Come fare Open Access? Rispettare il pubblico dominio

Giornata della liberazione a soli tre giorni dalla presentazione del libro Fare Open Access. La libera diffusione del sapere scientifico nell’era digitale, curato da Simone Aliprandi ed edito da Ledizioni. Quale miglior momento quindi per continuare a parlare di Open Access?

L’industria del copyright ha negli anni sviluppato degli “anticorpi” contro il pubblico dominio e ha trovato vari modi per mantenere il controllo su opere anche molto datate e quindi comunemente (ma anche ingenuamente) considerate ormai patrimonio dell’umanità. Celebre è la storia della canzoncina Happy Birthday che dopo decenni di diatribe legali è giunta finalmente a un chiarimento giudiziale solo nel 2016; e altrettanto dibattuta è la vicenda del Diario di Anna Frank che, vista la morte della protagonista e autrice risalente al 1945, sarebbe potuta teoricamente passare in pubblico dominio il 1° gennaio del 2016, se non fosse poi emerso che la versione editoriale dell’opera non è frutto del solo lavoro di Anna ma vede un sostanziale contributo creativo da parte del padre Otto Frank e di altri suoi collaboratori. Ma senza arrivare a questi casi (che in effetti risultano abbastanza complessi ed eclatanti), ci sono altre situazioni ben più semplici e più comuni in cui i titolari dei diritti riescono ad allungare nel tempo e nella portata il loro controllo su opere creative teoricamente già fuori tutela.
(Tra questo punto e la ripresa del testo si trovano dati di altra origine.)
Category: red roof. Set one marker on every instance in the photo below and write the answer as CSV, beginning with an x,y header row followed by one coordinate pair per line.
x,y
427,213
Gli artifici e gli stratagemmi sono vari e non possono essere illustrati nel dettaglio in questa sede. Tuttavia ad accomunarli c’è l’idea di incutere nei potenziali utilizzatori quello che nel gergo dei nuovi media è chiamato FUD, cioè fear, uncertainty, doubt (paura, incertezza, dubbio). Secondo questo approccio, non conta tanto la legittimità di una pretesa o la reale sussistenza di un diritto; ciò che conta è incutere timore nei potenziali utilizzatori in modo che, presi appunto dal dubbio, preferiscano astenersi per non incorrere in scocciature legali.

È un metodo deprecabile quanto diffuso nel campo dei brevetti per invenzione, dove spesso i grandi nomi dell’industria tecnologica sostengono di avere brevetti in quasi tutti gli ambiti di loro competenza ottenendo così l’effetto di scoraggiare eventuali concorrenti (più piccoli e meno attrezzati) i quali, spaventati dal rischio di una faticosa e impari battaglia tra avvocati, preferiscono fare un passo indietro. Lo stesso può verificarsi nel campo del diritto d’autore di cui ci stiamo occupando, con la differenza che qui ad uscire danneggiati e a rimanere interdetti dal FUD sono i comuni utilizzatori e non solo le aziende concorrenti.

Chi produce contenuti scientifici o si occupa di divulgarli e vuole farlo in ottica Open Access dovrebbe assolutamente astenersi dall’attuare questi artifici e dovrebbe invece essere molto chiaro e trasparente sullo status di copyright delle proprie opere.

Forse sembrerà superfluo, ma visto che lo vedo accadere sempre più spesso tengo a segnalarlo: anche applicare una licenza “open” su un’opera di pubblico dominio è una prassi assolutamente deprecabile quanto insensata. Il passaggio in pubblico dominio implica che non vi è più alcun titolare di diritti di privativa e dunque nessuno ha più alcun titolo per regolamentare l’utilizzo dell’opera con una licenza.

Articolo sotto licenza Creative Commons Attribuzione – Condividi allo stesso modo 4.0.